Thank you, so much, to Emily, Josh, Geoff, Eric, Toni, our stage manager Rose and our two capacity audiences and all of our friends at the event, and CONGRATULATIONS TO CLEVELAND PUBLIC THEATRE and anyway I need to go to bed.
I feel good.
6:49 PM Places.
6:10 PM Okay, one secret revealed ... I may dance.
35 minutes to places, we have concluded working the opening presentation. I need to eat something or I will never get the chance. And then then I must dress. The Levin is now loud and excited with performers.
5:27 PM SHIT! Official schedule says our first performance is at 8:00 o'clock sharp, not at 8:05. Not what I meant by "expect the unexpected."
But the skies are clear, the actors are bustling, the Muses just went downstairs (that sounds ominous -- they're just actors, dressed like Muses) and there is an awful lot of food around here.
5:14 PM In the holding pen in the Levin, sitting with our stage manager Rose. Waiting for my wife to arrive. The question is whether or not I choose to get dressed up and join the "Big Surprise" rehearsal. I almost said what it is. That would give away the surprise.
Christine Howey is sitting two tables to my right, wearing one of those pitch helmets that have a fan built into it.
4:24 PM Tweet much? #pan11 to find out what others are saying about the big gig tonight.
... that picture down there really makes me unhappy.
2:32 PM The less-than-sexy part of the day, while I am sorting props in the rehearsal hall.
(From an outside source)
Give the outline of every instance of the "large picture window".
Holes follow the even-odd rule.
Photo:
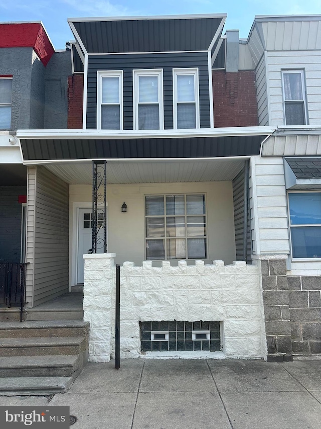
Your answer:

Right now I am fantasizing about all of the free Magic Hat I will be drinking tonight between the 8:05 and 8:55 presentations of that scene I wrote.
11:56 AM Great Lakes actor-teachers traditionally spend the first Saturday of rehearsal period learning stage combat from Kelly Elliott, who (with her husband Josh, seen below) created the fights we use for the Romeo and Juliet, Macbeth and Hamlet residencies. She also leads the actors in hand-to-hand instruction to use in drama workshops, and for new residencies like Midsummer and Othello.
Last year we went al fresco, out in Star Plaza, to pick up the movies. Today, like most days this week, it's raining, and we are in the Salon at the Hanna Theatre.
Almost every actor-teacher is performing at PANDEMONIUM tonight, in four or five different shows. I told you, every performer in Cleveland wants to be part of this party ... especially the young ones.
11:09 AM And we're out. Time to head back to actor-teacher rehearsals. Tight little act we've got ... no idea how long it is, somewhere around five minutes. Don't be late! Geoff expressed aloud if we might perhaps offend some people. I always assumed when a drunken asshole of a character starts making racist comments you aren't necessarily supposed to assume the playwright holds the same opinions. Unless it's Mamet.
10:37 AM Rehearsing DO DO THAT VOODOO in the Storefront. Power was out in Gypsy Bean ... and the Storefront when we arrived, apparently the lights went out on Wednesday. Looking forward to performing by candlelight tonight! Happy to have Josh back in town with us, first time running the scene with all of our actors ... except the bartender. Crap.